The Obama administration is considering more stringent financial regulations and the implementation of the Volcker Rule following the bank’s loss on credit derivatives in its Chief Investment Office earlier this month.
The Volcker Rule, which prevents banks from trading for their own accounts aside from hedging risk, was passed into law by President Barack Obama in 2010 as part of the Dodd-Frank financial oversight law. However, the details are still to be finalised and the rule has yet to be enforced.
De Blonay, the manager of the Jupiter Financial Opportunities fund, says: “I believe that JP Morgan’s losses and impact on earnings is manageable. However, the broader concern is how this will impact regulation, especially regarding the Volcker Rule, which could trim industry trading revenues by 5%-20%.

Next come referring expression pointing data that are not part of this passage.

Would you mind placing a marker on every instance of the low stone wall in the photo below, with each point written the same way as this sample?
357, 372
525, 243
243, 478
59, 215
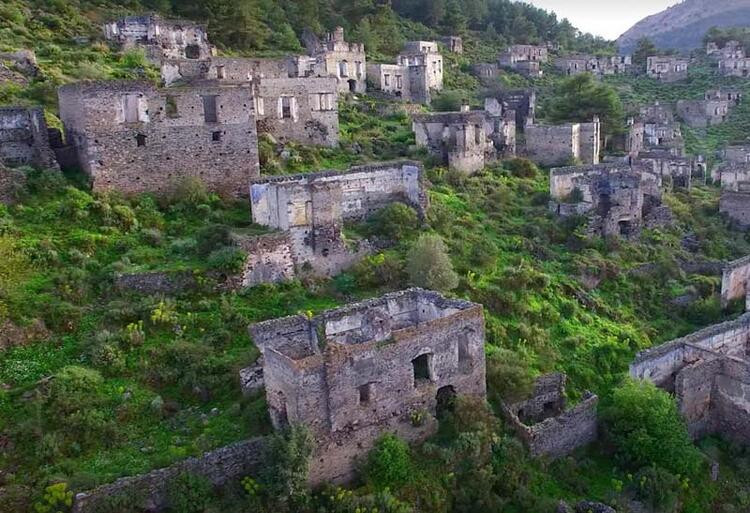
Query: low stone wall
734, 280
150, 492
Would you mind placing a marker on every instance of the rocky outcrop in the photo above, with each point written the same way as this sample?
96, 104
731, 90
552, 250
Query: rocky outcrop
683, 26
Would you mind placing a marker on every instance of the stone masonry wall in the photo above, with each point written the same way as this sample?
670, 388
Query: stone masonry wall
150, 492
134, 138
734, 280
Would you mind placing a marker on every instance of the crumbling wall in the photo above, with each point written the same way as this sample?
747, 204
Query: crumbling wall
132, 137
734, 280
150, 492
24, 139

The manager adds that the debate about breaking up the banks will also return to the fore, with the probability of it happening now higher than it was a week ago.
“The adequate regulation will bring credibility back to the banking sector and will ultimately command higher valuations,” he says.
John Yakas, the manager of the Polar Capital Financial fund, which holds a 3% position in JP Morgan, says the trading that led to the losses at the bank is “part and parcel of investment banking activity”.
“It is an election year in the US, so banking has become quite politicised,” Yakas says. “This case has more of a profile because of the political implications than the impact on JP Morgan. It is perfectly manageable for JP Morgan, although obviously they are not managing risk as well as they should have been.”
Yakas says the result of the bank’s losses from a political point of view is likely to be tighter regulation. “If limits are imposed on banks’ ability to trade, their returns will be reduced,” he says. “However, although the banks’ traditional revenues will fall, there are other revenue streams, such as fee income.”